Scheduling Metaflow Flows with Apache Airflow
Apache Airflow is a popular open-source workflow orchestrator. It has a number of limitations compared to Argo Workflows and AWS Step Functions, so we mainly recommend it if you are an existing Airflow user and you want to avoid introducing a new orchestrator in your environment.
The Metaflow-Airflow integration is a great way to modernize your Airflow deployment. It provides a more user-friendly and productive development API for data scientists and data engineers, without needing to change anything in your existing pipelines or operational playbooks, as described in its announcement blog post. To learn how to deploy and operate the integration, see Using Airflow with Metaflow.
Here are the main benefits of using Metaflow with Airflow:
- You get to use the human-friendly API of Metaflow to define and test workflows.

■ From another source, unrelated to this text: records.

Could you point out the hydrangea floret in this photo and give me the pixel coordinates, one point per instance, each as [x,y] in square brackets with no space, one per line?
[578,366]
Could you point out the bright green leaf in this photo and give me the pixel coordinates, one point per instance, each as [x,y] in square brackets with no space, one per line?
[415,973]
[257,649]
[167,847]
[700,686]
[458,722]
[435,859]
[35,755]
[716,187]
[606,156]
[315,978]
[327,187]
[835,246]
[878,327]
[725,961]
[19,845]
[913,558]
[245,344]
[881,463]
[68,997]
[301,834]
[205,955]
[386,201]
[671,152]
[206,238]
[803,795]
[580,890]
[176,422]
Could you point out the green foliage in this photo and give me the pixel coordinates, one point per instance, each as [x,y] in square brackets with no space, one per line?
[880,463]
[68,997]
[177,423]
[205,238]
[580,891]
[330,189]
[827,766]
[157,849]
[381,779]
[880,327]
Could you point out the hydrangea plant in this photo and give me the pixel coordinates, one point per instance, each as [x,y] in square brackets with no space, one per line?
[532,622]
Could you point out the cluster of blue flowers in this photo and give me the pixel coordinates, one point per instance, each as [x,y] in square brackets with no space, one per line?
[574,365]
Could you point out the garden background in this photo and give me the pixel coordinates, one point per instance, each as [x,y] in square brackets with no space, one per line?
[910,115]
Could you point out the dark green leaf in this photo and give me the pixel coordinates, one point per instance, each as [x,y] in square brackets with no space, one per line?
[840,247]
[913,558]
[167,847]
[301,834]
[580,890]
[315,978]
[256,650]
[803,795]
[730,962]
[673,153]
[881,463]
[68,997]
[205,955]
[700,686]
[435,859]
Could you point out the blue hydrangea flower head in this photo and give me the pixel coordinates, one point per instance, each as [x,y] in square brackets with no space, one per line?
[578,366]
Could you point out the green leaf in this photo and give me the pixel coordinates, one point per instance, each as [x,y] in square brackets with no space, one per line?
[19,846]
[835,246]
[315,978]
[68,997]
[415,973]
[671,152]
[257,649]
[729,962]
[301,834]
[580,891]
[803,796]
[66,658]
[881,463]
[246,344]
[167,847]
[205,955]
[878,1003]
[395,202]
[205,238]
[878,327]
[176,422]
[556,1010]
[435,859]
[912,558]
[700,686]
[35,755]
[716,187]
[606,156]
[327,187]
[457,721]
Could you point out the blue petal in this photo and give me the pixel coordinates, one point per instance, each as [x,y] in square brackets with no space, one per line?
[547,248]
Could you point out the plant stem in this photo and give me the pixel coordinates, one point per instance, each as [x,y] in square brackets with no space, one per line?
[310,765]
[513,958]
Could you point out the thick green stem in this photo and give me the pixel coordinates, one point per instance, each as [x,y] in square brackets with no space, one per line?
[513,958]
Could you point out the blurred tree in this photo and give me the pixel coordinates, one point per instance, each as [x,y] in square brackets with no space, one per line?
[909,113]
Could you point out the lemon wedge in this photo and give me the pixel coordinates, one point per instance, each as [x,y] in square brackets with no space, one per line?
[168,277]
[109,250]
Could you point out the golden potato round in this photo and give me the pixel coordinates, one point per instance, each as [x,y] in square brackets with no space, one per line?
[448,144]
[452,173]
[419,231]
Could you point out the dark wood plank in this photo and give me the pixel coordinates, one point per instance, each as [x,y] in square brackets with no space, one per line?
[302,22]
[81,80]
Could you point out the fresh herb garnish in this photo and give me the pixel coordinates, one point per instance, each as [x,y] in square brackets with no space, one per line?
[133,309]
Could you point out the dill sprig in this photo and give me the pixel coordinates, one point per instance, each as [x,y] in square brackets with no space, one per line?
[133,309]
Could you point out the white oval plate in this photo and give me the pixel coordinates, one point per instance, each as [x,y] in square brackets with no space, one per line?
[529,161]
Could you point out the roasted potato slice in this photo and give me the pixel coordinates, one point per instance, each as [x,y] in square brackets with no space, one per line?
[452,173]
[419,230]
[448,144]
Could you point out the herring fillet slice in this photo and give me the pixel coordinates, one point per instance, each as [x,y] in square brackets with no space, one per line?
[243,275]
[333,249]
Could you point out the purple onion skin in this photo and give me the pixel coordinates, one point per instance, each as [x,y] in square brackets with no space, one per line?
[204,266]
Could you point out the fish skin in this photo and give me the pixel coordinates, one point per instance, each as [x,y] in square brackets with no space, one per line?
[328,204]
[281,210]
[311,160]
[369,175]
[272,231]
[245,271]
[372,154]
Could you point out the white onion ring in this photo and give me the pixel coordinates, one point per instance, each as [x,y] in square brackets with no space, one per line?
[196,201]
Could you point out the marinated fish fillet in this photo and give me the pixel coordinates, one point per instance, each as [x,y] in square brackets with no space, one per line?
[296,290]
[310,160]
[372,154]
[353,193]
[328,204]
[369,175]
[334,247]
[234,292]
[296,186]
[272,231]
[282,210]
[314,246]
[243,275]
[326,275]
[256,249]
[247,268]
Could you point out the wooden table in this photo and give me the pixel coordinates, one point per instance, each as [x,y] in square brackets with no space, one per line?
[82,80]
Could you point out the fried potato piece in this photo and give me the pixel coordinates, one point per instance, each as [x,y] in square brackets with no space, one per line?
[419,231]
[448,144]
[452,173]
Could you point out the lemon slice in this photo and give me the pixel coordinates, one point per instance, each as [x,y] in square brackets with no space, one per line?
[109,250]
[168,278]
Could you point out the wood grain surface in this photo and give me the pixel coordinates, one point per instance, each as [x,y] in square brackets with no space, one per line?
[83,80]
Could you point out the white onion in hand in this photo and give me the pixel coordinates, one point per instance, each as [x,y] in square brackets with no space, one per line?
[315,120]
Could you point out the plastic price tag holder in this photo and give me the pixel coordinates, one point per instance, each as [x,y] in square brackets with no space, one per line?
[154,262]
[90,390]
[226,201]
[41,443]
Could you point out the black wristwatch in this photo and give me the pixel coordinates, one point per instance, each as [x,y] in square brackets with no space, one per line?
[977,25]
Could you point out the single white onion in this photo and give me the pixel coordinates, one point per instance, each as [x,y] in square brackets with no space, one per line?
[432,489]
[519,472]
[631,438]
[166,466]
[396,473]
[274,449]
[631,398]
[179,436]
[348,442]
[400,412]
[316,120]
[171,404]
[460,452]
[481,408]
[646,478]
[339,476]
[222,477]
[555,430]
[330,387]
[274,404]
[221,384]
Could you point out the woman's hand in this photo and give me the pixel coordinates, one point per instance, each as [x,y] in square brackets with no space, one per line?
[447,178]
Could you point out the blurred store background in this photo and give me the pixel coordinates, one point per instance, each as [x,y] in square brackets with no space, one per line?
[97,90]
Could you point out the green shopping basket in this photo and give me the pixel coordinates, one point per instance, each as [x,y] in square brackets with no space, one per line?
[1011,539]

Almost all features of Metaflow work with Airflow out of the box, except nested
foreaches, which are not supported by Airflow, and
@batch
as the current integration only supports@kubernetes
. - You can deploy Metaflow flows to your existing Airflow server without having to change anything operationally. From the Airflow's point of view, Metaflow flows look like any other Airflow DAG.
- If you want to consider moving to another orchestrator supported by Metaflow, you can test them easily just by changing one command to deploy to Argo Workflows or AWS Step Functions.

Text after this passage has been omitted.